Afghan forces battle Taliban surge with help from USA airstrikes
Afghan army sergeant Abdul Samad said that their forces have been fighting the insurgents with a high moral in the Helmand area and revealed that the Talibans are unable to confront the forces, citing it to be optimistic.
Afghan officials say they have retaken key buildings in a counter-attack, and the US has carried out air strikes.
In order to support the local forces, the UK Ministry of Defense said on Tuesday that British troops had been sent to the province after the Afghan Defense Minister requested worldwide support and air cover.
The announcement in July that the Taliban founder and leader, Mullah Mohammad Omar, had been dead for more than two years saw the group pull out of a dialogue process after only one meeting in Pakistan between representatives of each side.
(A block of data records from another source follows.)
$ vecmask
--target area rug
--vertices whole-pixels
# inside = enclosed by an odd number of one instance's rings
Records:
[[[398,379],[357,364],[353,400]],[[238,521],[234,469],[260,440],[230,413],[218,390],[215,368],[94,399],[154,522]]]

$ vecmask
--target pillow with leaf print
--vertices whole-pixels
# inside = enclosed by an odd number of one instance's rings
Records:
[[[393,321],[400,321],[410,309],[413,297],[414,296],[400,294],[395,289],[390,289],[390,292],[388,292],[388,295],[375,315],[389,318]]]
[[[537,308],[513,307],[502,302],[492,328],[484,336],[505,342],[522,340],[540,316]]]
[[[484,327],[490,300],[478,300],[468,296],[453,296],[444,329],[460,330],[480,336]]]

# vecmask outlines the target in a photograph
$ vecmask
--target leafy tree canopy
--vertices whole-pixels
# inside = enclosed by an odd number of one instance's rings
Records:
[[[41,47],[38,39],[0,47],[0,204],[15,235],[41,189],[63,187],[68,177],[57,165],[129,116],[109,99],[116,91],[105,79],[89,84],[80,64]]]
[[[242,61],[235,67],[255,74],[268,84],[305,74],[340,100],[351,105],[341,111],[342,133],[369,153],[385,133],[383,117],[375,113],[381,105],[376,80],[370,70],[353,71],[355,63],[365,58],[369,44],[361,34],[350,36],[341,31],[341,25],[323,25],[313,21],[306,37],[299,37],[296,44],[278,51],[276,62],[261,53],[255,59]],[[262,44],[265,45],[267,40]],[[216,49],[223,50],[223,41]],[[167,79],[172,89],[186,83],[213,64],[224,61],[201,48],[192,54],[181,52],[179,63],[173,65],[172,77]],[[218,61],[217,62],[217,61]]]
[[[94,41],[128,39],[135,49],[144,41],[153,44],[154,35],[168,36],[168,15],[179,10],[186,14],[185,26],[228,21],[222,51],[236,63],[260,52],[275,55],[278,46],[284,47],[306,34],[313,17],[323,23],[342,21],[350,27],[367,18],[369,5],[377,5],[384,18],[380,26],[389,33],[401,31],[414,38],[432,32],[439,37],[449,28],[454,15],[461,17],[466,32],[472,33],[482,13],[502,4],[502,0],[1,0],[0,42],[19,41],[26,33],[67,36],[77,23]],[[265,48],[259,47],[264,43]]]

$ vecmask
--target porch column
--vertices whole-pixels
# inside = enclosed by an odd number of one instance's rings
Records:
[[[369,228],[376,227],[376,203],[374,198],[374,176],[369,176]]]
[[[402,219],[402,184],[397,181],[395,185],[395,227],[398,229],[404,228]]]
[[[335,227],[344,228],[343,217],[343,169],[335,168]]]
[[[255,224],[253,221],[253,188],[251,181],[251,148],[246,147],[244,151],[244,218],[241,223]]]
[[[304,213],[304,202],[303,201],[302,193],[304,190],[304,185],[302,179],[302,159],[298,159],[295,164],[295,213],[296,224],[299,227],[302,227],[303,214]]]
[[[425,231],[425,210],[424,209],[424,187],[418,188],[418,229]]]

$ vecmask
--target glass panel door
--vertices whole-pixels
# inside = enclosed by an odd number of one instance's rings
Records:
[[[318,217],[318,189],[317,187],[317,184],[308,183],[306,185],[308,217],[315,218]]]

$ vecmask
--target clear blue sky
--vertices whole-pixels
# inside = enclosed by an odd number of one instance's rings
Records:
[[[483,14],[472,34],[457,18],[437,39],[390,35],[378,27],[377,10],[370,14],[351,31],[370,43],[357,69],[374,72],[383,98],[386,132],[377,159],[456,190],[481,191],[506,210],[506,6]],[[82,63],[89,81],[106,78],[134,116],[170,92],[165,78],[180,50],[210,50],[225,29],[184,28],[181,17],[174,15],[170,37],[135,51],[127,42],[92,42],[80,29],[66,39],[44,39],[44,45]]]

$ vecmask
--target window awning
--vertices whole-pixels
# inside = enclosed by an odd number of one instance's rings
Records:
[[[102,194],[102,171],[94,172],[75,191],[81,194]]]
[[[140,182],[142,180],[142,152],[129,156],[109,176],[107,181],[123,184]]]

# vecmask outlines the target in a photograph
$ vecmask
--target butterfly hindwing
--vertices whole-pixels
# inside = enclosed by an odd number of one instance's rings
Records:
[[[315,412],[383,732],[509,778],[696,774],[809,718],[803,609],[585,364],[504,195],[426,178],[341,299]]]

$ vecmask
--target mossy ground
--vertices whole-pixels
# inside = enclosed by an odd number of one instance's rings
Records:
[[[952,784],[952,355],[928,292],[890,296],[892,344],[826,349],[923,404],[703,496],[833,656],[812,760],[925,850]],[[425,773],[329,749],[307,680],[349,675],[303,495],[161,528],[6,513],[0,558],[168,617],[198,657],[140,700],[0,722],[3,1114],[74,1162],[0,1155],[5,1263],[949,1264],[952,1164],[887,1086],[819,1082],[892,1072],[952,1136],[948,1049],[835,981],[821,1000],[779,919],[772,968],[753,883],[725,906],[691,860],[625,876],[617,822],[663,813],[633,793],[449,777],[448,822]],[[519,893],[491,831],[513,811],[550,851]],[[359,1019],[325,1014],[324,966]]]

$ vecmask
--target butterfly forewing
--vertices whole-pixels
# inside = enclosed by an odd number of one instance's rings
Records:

Government officials today denied reports that Sangin was on the brink of falling to the Taliban, saying that reinforcements were trying to relieve dozens of security forces holed up in the district centre. The Taliban already held three Helmand districts as well as large parts of the rest of the province outside the main centres and control strategic roads, making it hard to reinforce and resupply security force units cut off by their advance.
Afghan police keep watch during an ongoing battle with Taliban militants in the Marjah district of Helmand Province, on December 23, 2015. As the US Special Representative for Afghanistan, Richard Olson, acknowledged while testifying before the Senate Foreign Relations Committee the other day, “Pakistan recognises the fact that to defeat the Tehreek-e-Taliban Pakistan, the country needs to take on the Afghan Taliban”.
The most recent battle on Friday morning was taking place around the town’s central bazaar, said Al Jazeera’s Qais Azimy, reporting from the provincial capital of Lashkar Gah.
Zabiullah Mujahid, who is the Taliban spokesperson, said on Wednesday, fighters for the movement had raised their flags since they had seized the entire district, the police and military installations.
The Afghan forces had some support from the United States, the spokesman for NATO’s Operation Resolute Support told CNN on Thursday. They were deployed to Camp Shorabak, on the site of Camp Bastion, the former British Army headquarters in Afghanistan, the ministry said.
He warned that all of Helmand could fall to the Taliban if the President didn’t take action. It also led to deep fissures in the group’s leadership, further muddying the waters about just who the Afghan government should be talking to when the time comes.
The unrest in Helmand, blighted by a huge opium harvest that helps fund the insurgency, comes after the Taliban briefly captured Kunduz city in September – their biggest victory in 14 years of war.